Collections reminders (low-sensitivity). Friendly reminder calls, payment-method updates, payment-plan setup.
Voice-driven IVR replacement. Replace push-button menus with conversational routing across complex call trees.

Similar Scenarios

Voice-mode in-app assistants — same realtime stack, in-product instead of over the PSTN.
Drive-thru / kiosk order taking — voice in noisy environments, structured menu output.
Multilingual interpreter — real-time bidirectional translation as a third party on a call.
Voice notes → structured records — async, not realtime; closer to Document-to-Action.

Pitfalls & Evaluation

Latency tax. Each 200ms of added latency feels like a worse agent. Profile and budget end-to-end (capture → ASR → LLM → tool → TTS → playback).
Endpointing errors. Cutting users off mid-sentence is uniquely irritating in voice. Tune endpoint silence thresholds per population (older callers pause more).
ASR on names / IDs.

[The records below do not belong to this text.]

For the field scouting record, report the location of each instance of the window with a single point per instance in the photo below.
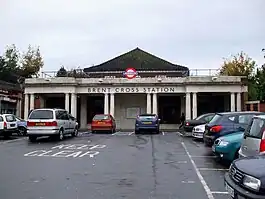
(41, 114)
(101, 117)
(10, 118)
(244, 119)
(248, 107)
(255, 107)
(256, 128)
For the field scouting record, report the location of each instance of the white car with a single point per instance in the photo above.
(8, 125)
(197, 131)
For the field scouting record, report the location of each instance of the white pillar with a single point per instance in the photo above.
(232, 97)
(67, 102)
(83, 112)
(32, 101)
(155, 103)
(188, 107)
(18, 111)
(112, 104)
(73, 104)
(26, 106)
(106, 103)
(194, 105)
(148, 103)
(238, 97)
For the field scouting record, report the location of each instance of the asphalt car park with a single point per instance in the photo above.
(118, 165)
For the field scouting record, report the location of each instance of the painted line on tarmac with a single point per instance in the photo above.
(14, 140)
(212, 169)
(219, 192)
(204, 184)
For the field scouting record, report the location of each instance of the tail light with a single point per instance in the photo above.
(216, 129)
(54, 123)
(262, 143)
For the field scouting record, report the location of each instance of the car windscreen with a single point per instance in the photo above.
(101, 117)
(41, 114)
(10, 118)
(215, 119)
(256, 129)
(147, 117)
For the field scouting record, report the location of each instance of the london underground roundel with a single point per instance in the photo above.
(130, 73)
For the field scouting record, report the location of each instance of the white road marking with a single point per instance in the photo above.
(203, 156)
(179, 133)
(212, 169)
(219, 192)
(204, 184)
(9, 141)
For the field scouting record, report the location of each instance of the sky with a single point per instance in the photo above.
(198, 34)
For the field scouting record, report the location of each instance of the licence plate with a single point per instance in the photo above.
(40, 124)
(230, 190)
(213, 148)
(147, 122)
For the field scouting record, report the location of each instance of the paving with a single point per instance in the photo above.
(113, 166)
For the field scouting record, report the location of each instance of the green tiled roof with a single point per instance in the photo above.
(138, 59)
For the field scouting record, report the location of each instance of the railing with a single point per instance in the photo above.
(80, 73)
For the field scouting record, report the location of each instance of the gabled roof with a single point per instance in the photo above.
(138, 59)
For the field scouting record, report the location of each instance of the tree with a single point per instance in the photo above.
(61, 72)
(241, 65)
(31, 62)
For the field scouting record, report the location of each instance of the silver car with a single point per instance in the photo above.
(51, 122)
(253, 142)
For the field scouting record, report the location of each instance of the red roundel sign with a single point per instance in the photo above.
(130, 73)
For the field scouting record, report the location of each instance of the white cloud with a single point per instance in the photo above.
(84, 32)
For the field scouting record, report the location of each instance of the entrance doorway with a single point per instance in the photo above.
(169, 109)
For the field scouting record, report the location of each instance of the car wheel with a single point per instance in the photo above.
(60, 135)
(32, 138)
(75, 133)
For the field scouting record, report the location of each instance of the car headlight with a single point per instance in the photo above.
(251, 182)
(223, 143)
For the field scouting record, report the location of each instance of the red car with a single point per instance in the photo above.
(103, 122)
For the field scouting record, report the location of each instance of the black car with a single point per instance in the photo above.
(202, 119)
(226, 123)
(246, 178)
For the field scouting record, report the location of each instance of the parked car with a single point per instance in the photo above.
(103, 122)
(51, 122)
(21, 126)
(8, 125)
(254, 138)
(226, 147)
(227, 123)
(246, 178)
(147, 122)
(202, 119)
(198, 131)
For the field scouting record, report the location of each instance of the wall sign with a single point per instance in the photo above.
(132, 89)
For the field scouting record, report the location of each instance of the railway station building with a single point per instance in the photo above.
(133, 83)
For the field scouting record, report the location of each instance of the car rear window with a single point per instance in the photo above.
(41, 114)
(256, 129)
(101, 117)
(215, 119)
(147, 117)
(10, 118)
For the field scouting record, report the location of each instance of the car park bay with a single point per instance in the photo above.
(118, 165)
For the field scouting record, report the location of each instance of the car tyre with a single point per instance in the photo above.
(32, 138)
(60, 136)
(75, 133)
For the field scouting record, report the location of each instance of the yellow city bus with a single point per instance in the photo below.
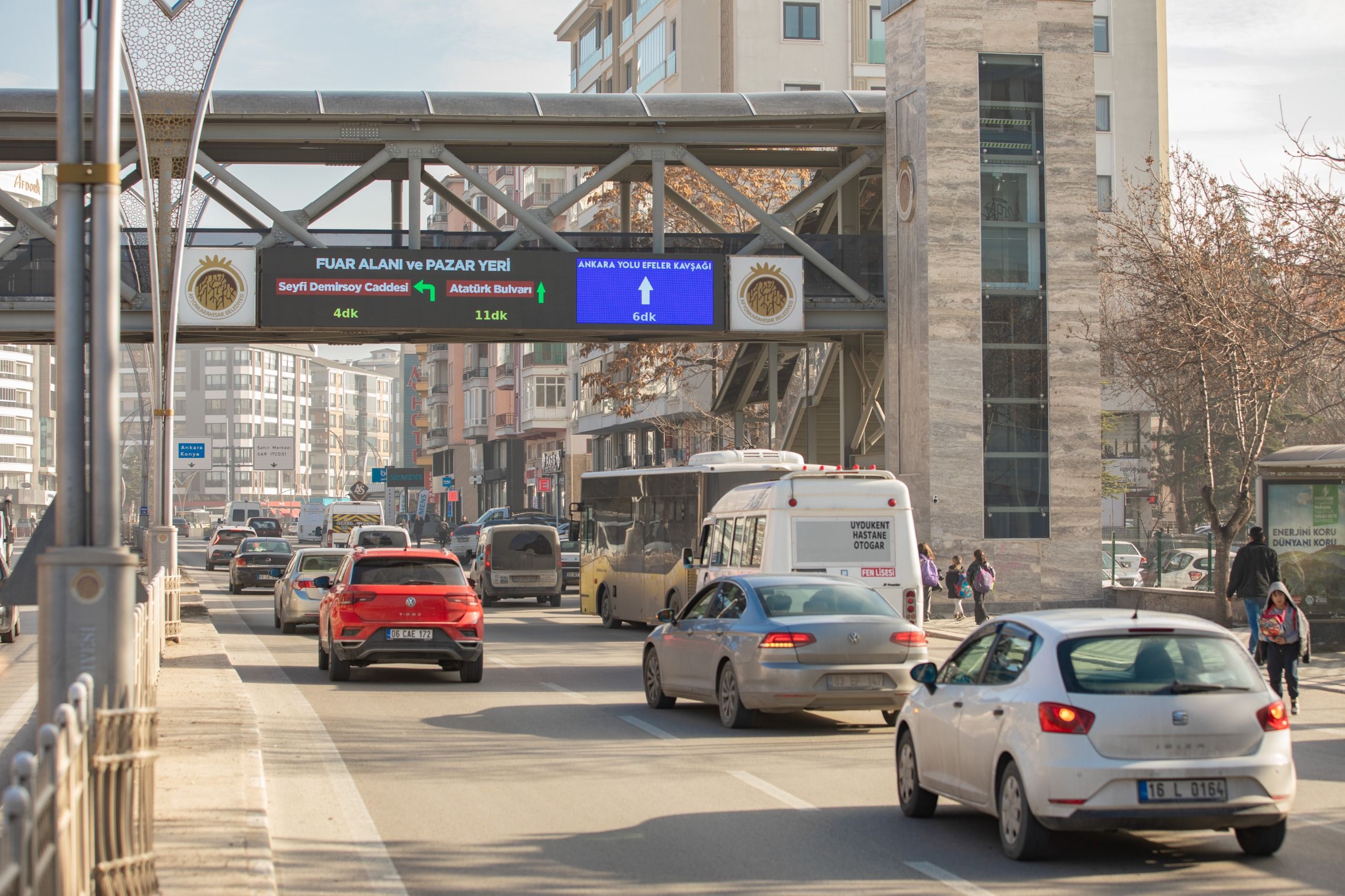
(634, 525)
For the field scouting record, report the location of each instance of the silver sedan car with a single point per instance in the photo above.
(296, 597)
(782, 643)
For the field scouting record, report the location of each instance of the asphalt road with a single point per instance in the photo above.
(553, 777)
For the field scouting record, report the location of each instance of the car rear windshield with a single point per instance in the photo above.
(382, 540)
(407, 571)
(822, 600)
(1156, 664)
(267, 547)
(524, 550)
(320, 563)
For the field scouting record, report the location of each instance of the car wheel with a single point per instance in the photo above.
(606, 611)
(654, 695)
(1021, 836)
(1262, 841)
(474, 670)
(916, 802)
(732, 712)
(338, 669)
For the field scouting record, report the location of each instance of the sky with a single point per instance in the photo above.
(1235, 68)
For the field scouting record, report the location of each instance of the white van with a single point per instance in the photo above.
(237, 513)
(313, 517)
(839, 523)
(344, 516)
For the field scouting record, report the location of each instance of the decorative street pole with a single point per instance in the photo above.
(170, 53)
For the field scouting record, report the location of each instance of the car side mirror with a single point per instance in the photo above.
(925, 674)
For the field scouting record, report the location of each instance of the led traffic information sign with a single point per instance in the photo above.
(438, 290)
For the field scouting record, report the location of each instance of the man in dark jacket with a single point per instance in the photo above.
(1255, 567)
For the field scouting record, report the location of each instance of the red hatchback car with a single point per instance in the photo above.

Custom vocabulary, NATO-alphabet fallback prompts ("did you say B as in boy?"), DTMF as escape hatch.
Hallucinated business state. Voice users can't see the screen; if the agent says "your appointment is confirmed for Tuesday at 3," that had better be true. Always ground state changes in tool calls, never the model's memory.
Escalation that loses context. Transferring to a human who then asks the caller to repeat everything is worse than no agent at all. Pass the transcript and the structured state.
Recording consent and regulation. Jurisdiction-specific. Build the consent into the opening, log it, and skip recording for jurisdictions where it's not granted.

Useful metrics: containment rate (calls fully handled without escalation) per intent, average handle time, first-word latency p50/p95, escalation reason mix, customer-satisfaction (CSAT) on automated vs human-handled calls, downstream booking / payment / resolution completion rates.